Many people have a MAJOR misconception that doctors and their staff are well-versed in how to treat people with disabilities. Many people also wrongly believe that doctors’ offices and clinics are accessible to people with disabilities, including wheelchair users. Even 33 years after the passage of the Americans with Disabilities Act, neither of these presumptions is true. The discrimination that people with disabilities experience in the medical field is known as medical ableism. It’s the wrongful assumption that we live an inferior life and are therefore less deserving of quality healthcare. This type of ableism can come out in many different ways, like dismissing symptoms, refusing to provide accommodations, and making assumptions about a person’s quality of life. Knowing your rights as a patient is one way to protect yourself against medical ableism.
Your doctor must offer “reasonable modifications.”
A reasonable modification means a change to a procedure, part of the clinic, or policy to accommodate a person with a disability. This might mean making space for a service dog or removing a chair to make more room for a patient in a power wheelchair. One of my doctor’s offices makes sure to book me in a specific room because it’s the only room with an adjustable exam table. While most patients transfer to an exam table independently, a patient who is a wheelchair user might need assistance from a trained staff member, a lift, or a support person they brought with them. All of these options could be a reasonable modification to what’s usual practice for that clinic. Doctors should not deny services to a patient who uses a wheelchair simply because they cannot transfer to the clinic’s inaccessible exam table.
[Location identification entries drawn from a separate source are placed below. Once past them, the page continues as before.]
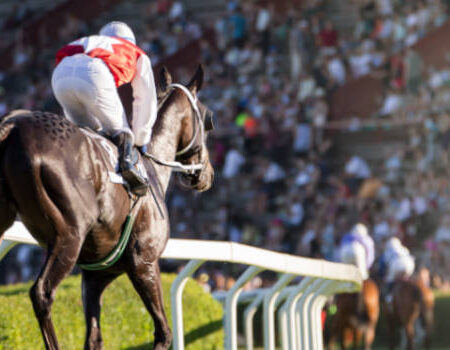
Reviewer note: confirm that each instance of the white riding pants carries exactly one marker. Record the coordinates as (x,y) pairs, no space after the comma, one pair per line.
(86,90)
(354,253)
(400,266)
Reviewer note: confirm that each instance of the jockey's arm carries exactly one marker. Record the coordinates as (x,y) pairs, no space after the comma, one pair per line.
(144,101)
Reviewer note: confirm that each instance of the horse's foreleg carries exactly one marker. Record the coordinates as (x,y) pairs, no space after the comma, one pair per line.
(368,337)
(147,282)
(409,332)
(60,261)
(93,285)
(8,211)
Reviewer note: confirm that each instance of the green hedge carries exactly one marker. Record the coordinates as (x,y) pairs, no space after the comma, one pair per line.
(125,321)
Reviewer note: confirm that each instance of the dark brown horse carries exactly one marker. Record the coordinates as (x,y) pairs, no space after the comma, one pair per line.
(412,304)
(56,178)
(349,325)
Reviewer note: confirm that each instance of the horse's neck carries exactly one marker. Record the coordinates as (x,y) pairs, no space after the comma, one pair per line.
(164,143)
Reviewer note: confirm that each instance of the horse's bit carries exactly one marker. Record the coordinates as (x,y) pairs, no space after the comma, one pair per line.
(178,166)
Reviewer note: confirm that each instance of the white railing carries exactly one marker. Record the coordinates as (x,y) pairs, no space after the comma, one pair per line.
(299,317)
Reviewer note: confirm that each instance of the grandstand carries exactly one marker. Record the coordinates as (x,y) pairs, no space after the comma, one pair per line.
(307,95)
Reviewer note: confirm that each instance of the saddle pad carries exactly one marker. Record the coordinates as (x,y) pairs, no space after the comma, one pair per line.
(111,157)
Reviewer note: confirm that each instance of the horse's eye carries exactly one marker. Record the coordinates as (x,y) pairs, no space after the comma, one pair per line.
(209,124)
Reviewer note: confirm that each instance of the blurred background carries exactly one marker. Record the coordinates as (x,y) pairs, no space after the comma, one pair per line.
(327,113)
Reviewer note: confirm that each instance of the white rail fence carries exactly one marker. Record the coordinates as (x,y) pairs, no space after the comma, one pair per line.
(300,314)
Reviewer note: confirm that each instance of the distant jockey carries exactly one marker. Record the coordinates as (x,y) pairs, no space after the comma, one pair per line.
(357,248)
(398,261)
(85,81)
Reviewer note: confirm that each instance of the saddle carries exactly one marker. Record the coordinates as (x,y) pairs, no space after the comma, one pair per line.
(111,157)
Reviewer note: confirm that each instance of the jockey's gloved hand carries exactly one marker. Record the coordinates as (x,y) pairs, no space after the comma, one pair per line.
(142,149)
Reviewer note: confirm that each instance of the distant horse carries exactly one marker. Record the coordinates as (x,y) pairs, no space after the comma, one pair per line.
(349,325)
(412,304)
(57,178)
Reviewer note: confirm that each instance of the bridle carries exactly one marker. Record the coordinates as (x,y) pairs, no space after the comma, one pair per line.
(199,130)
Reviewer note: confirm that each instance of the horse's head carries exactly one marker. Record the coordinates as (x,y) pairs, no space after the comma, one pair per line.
(196,122)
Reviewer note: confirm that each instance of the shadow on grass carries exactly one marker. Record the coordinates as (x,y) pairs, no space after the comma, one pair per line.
(188,338)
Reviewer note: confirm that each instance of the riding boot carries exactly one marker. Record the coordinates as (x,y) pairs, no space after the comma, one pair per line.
(128,158)
(388,297)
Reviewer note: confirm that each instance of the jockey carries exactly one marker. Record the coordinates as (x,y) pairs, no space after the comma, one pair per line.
(399,261)
(357,248)
(85,81)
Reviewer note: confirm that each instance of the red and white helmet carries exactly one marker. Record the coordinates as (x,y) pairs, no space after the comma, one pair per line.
(118,29)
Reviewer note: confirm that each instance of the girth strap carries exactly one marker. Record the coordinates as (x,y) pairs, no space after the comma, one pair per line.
(118,250)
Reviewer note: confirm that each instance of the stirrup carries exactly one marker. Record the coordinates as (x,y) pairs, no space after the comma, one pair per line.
(137,184)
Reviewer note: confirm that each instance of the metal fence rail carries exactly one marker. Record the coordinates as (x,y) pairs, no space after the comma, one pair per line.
(299,315)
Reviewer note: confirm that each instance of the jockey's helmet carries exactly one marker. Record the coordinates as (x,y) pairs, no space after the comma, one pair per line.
(360,230)
(118,29)
(393,244)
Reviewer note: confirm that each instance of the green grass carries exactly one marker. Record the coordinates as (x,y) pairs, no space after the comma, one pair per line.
(125,321)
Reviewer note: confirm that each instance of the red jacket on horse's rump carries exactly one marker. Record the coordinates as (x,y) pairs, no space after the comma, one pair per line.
(119,55)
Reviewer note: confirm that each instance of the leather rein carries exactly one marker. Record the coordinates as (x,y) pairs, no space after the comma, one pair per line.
(199,130)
Your doctor should speak to you.
Many patients with disabilities have reported they don’t feel like their doctor listens or understands them. Some doctors may speak to a support person in the room rather than the patient. You should expect clear, direct communication from your doctor. Doctors receive little to no training in most medical schools for how to engage with patients with disabilities. If you notice your doctor is avoiding direct communication, you can say something like, “Please speak to me about my medical history or decisions about treatment.”
Take care of yourself.
People with disabilities need the same preventative services that nondisabled people should access regularly, but they are far less likely to get them. When screenings are missed, conditions like cancer can be much more difficult or impossible to treat because they are caught too late. These are issues of life and death. Despite the obstacles, barriers, and even medical ableism, it is imperative that people with disabilities make those appointments for preventative healthcare and attend them! Find out if you’re up to date on your preventative care. See you at the doctor’s office!